La publication de la dizaine de photos s’inscrit dans un moment particulier dans le processus de canonisation du père Frédéric. Depuis quelques mois, la cause est pilotée par un nouveau vice-postulateur, Mgr Martin Veillette, évêque émérite de Trois-Rivières.

Le père Bonenfant continue de s’impliquer dans le dossier. Il donne un coup de main à Mgr Veillette et est secrétaire de rédaction de la revue Le Souvenir, au tirage de 800 exemplaires, qui consiste à faire connaître le fondateur du Sanctuaire Notre-Dame-du-Cap.

Joint au téléphone, Mgr Veillette explique que des représentations en couleur de Frédéric Janssoone existaient déjà, mais que ces photos permettent vraiment de voir le religieux autrement.

«Je vois l’expression du regard qui reflète sa bonté et l’attention qu’il portait aux personnes. C’est un visage bienveillant plutôt qu’un visage perdu dans le ciel», résume Mgr Veillette.

Il croit que d’avoir l’occasion de voir autrement une figure connue de l’histoire religieuse de la France et du Québec peut avoir un impact «positif» et «beaucoup plus fort» que ce que permettent les anciennes photos en noir et blanc.

Un impact qui n’est pas anodin, puisqu’il espère toujours continuer de susciter un intérêt populaire autour de cette figure qui pourrait être canonisée un jour.

À cet égard, Mgr Veillette montre un optimisme empreint de sobriété. On a récemment examiné de plus près le dossier médical d’une dame qui avait été mise sur une liste de personnes qui ont bénéficié d’une guérison exceptionnelle, précise-t-il. Or, à Rome, on leur a conseillé d’approfondir ce dossier et de compléter certains éléments médicaux qui pourraient permettre de croire qu’il y aurait bel et bien eu une guérison inexplicable par la science.

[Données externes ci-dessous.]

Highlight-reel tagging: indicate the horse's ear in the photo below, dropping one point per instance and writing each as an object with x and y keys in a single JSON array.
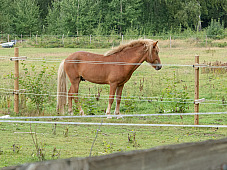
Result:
[{"x": 155, "y": 44}]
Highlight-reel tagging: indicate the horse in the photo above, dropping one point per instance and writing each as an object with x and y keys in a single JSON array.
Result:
[{"x": 115, "y": 68}]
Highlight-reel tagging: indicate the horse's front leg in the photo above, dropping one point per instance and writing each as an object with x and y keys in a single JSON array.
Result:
[
  {"x": 118, "y": 99},
  {"x": 113, "y": 88}
]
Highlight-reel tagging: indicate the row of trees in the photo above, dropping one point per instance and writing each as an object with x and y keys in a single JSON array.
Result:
[{"x": 102, "y": 17}]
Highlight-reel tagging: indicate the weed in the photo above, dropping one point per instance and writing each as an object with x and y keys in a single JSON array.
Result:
[
  {"x": 55, "y": 154},
  {"x": 132, "y": 140},
  {"x": 66, "y": 132},
  {"x": 108, "y": 147},
  {"x": 16, "y": 148},
  {"x": 40, "y": 150}
]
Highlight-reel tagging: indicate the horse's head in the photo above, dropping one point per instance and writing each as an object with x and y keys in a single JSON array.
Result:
[{"x": 153, "y": 57}]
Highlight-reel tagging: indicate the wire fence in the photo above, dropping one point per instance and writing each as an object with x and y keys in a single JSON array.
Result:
[{"x": 102, "y": 41}]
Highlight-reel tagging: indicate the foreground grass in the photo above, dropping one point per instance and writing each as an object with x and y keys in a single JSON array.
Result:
[{"x": 17, "y": 147}]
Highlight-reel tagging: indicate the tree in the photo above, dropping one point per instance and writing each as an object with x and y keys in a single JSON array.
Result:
[
  {"x": 26, "y": 17},
  {"x": 6, "y": 14}
]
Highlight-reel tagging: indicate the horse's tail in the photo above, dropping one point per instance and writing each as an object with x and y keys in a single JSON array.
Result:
[{"x": 62, "y": 89}]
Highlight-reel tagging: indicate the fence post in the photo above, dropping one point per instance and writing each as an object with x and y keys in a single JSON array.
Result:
[
  {"x": 16, "y": 81},
  {"x": 36, "y": 37},
  {"x": 196, "y": 105},
  {"x": 170, "y": 41},
  {"x": 63, "y": 39},
  {"x": 90, "y": 39}
]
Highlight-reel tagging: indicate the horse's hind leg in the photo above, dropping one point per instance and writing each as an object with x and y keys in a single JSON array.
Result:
[
  {"x": 118, "y": 99},
  {"x": 73, "y": 94},
  {"x": 113, "y": 88}
]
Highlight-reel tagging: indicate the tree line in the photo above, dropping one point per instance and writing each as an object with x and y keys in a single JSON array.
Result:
[{"x": 106, "y": 17}]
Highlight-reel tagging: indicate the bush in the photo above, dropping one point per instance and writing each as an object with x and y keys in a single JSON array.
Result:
[{"x": 216, "y": 30}]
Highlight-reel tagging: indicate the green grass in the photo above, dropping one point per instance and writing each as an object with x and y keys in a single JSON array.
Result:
[
  {"x": 169, "y": 82},
  {"x": 80, "y": 138}
]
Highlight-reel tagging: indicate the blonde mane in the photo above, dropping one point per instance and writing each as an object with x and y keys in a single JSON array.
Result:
[{"x": 148, "y": 43}]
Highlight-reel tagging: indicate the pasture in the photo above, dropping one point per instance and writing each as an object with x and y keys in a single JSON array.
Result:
[{"x": 168, "y": 90}]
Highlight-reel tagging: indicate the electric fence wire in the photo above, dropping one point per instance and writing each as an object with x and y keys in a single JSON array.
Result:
[
  {"x": 120, "y": 63},
  {"x": 126, "y": 98},
  {"x": 106, "y": 116},
  {"x": 112, "y": 124}
]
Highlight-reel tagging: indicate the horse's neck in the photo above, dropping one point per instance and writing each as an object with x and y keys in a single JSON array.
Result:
[{"x": 134, "y": 55}]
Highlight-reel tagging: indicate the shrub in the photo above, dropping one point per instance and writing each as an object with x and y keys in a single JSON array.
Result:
[{"x": 215, "y": 30}]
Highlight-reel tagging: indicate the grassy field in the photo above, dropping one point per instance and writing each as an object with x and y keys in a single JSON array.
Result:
[{"x": 168, "y": 86}]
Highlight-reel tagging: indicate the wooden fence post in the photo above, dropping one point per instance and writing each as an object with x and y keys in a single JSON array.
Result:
[
  {"x": 196, "y": 104},
  {"x": 16, "y": 81},
  {"x": 170, "y": 42},
  {"x": 90, "y": 39}
]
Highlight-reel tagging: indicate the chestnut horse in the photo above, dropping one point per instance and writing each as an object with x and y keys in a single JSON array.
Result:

«C’est une piste qui semble assez prometteuse», se risque Mgr Veillette. «Nous sommes en train de clarifier tout cela. C’est un développement récent, survenus au cours des derniers mois. Nous voulions aller rencontrer l’archiviste de l’hôpital où se trouve le dossier au complet de la dame pour tout réviser, mais on doit repousser cette visite en février.»

Le dossier n’a été écarté ni par le postulateur, ni par la commission médicale à Rome. Mgr Veillette y voit donc «une sorte d’encouragement à persévérer dans nos recherches».

«Ce n’est pas final encore. On espère pouvoir compléter ce dossier médical au cours de l’année. Pour la suite, il faudrait ensuite faire une séance diocésaine, ici à Trois-Rivières. Ça peut prendre un bon bout de temps. Il faut se projeter en termes d’années, pas en termes de mois!», dit-il.

Il ne manque actuellement qu’une guérison miraculeuse officiellement reconnue pour ouvrir la porte à une canonisation du père Frédéric.